Я царапаю расписку, и мэр вручает мне деньги, которые я прячу в потайной карман.

– А теперь делайте свое дело, сержант, – произносит мэр, ухмыляясь, как вполне здоровый.

И мистер Бидл опускает руку мне на плечо:

– Вы арестованы, доктор Вуф-Ху, он же Джефф Питерс, – говорит он, – за незаконные занятия медициной в соответствии с законами этой страны.

– Кто вы такой? – потрясенно спрашиваю я.

– Я вам сейчас сообщу, – говорит мэр, усаживаясь на кровати без посторонней помощи. – Мистер Бидл – сыщик, работающий на Медицинское общество штата. Он шел по вашему следу в пяти округах и явился ко мне третьего дня с просьбой о помощи. Мы вместе разработали план, как взять вас с поличным. Думаю, отныне ваша шарлатанская практика в наших краях закончилась раз и навсегда, мистер проходимец. Ха! Какую бы болезнь вы ни нашли у меня, это точно не размягчение мозга!

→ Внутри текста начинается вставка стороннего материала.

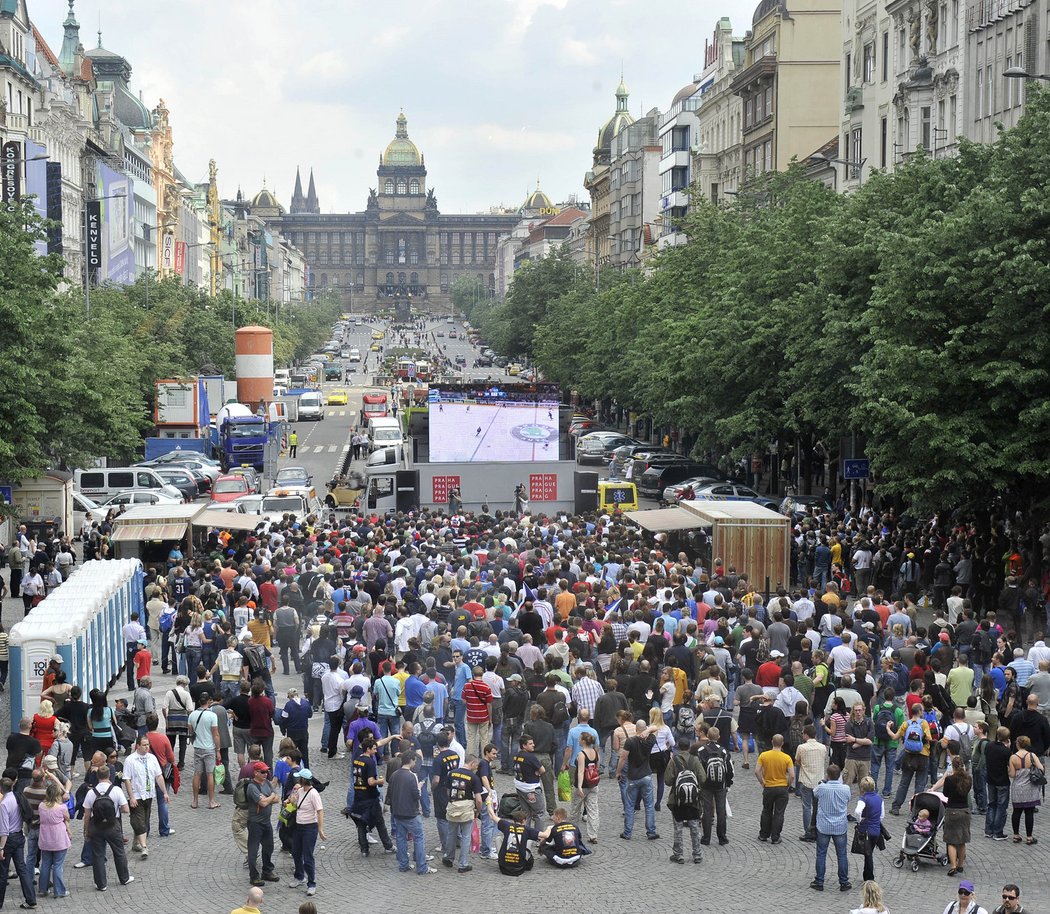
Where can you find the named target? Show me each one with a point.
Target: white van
(99, 484)
(384, 432)
(311, 406)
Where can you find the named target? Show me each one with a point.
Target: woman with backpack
(588, 775)
(1026, 790)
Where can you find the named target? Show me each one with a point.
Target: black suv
(658, 477)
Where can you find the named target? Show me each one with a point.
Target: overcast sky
(497, 92)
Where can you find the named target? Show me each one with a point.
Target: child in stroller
(919, 843)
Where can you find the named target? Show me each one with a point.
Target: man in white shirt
(843, 657)
(142, 775)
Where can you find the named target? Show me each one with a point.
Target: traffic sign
(859, 469)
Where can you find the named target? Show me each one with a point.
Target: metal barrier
(81, 622)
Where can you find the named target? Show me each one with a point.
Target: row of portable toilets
(81, 622)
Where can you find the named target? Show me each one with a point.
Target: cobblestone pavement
(198, 870)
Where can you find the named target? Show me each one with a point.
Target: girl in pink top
(54, 839)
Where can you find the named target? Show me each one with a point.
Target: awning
(126, 533)
(227, 519)
(665, 519)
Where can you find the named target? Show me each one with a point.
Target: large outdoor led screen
(494, 422)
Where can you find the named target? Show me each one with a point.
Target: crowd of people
(510, 677)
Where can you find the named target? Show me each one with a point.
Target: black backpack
(103, 810)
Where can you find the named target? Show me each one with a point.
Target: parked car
(181, 478)
(292, 476)
(656, 478)
(595, 447)
(734, 492)
(139, 496)
(230, 486)
(797, 506)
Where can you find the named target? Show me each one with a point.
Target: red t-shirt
(768, 676)
(478, 697)
(143, 662)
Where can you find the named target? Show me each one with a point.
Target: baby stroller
(916, 846)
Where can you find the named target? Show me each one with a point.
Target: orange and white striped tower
(254, 366)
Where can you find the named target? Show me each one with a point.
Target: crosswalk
(322, 449)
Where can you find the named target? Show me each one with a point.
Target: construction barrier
(81, 622)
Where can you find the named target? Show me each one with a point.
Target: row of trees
(914, 313)
(76, 389)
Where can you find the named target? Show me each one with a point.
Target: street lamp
(87, 260)
(1019, 73)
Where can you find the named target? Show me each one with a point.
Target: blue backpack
(914, 738)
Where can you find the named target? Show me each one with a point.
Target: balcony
(855, 99)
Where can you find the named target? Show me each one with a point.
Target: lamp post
(87, 260)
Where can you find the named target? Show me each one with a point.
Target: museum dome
(401, 150)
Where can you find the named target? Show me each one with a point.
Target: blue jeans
(459, 709)
(806, 794)
(881, 753)
(402, 828)
(303, 840)
(389, 724)
(902, 788)
(999, 803)
(162, 815)
(487, 835)
(424, 790)
(639, 787)
(840, 851)
(50, 871)
(981, 789)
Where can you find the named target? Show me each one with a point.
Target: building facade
(790, 82)
(718, 156)
(634, 191)
(401, 246)
(929, 46)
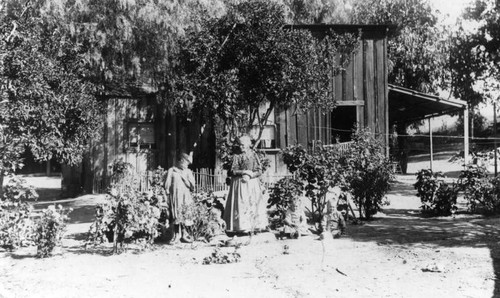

– Вот оно что! – говорю я. – Значит, сыщик?

– Так точно, – отвечает Бидл. – И моя обязанность – без промедления сдать вас шерифу округа.

– Ну, это еще как сказать! – тут я хватаю этого Бидла за горло и едва не выбрасываю из окна.

Он, однако, выхватывает револьвер, сует ствол мне под челюсть, и мне ничего не остается, как угомониться. Затем он защелкивает на моих запястьях наручники, обыскивает меня и извлекает из моего потайного кармана только что полученные деньги.

– Свидетельствую, – заявляет он, – что это те самые банкноты, номера которых мы с вами переписали, мистер Бэнкс. Я передам их шерифу, и он немедленно пришлет вам расписку. Они будут фигурировать в суде в качестве вещественного доказательства.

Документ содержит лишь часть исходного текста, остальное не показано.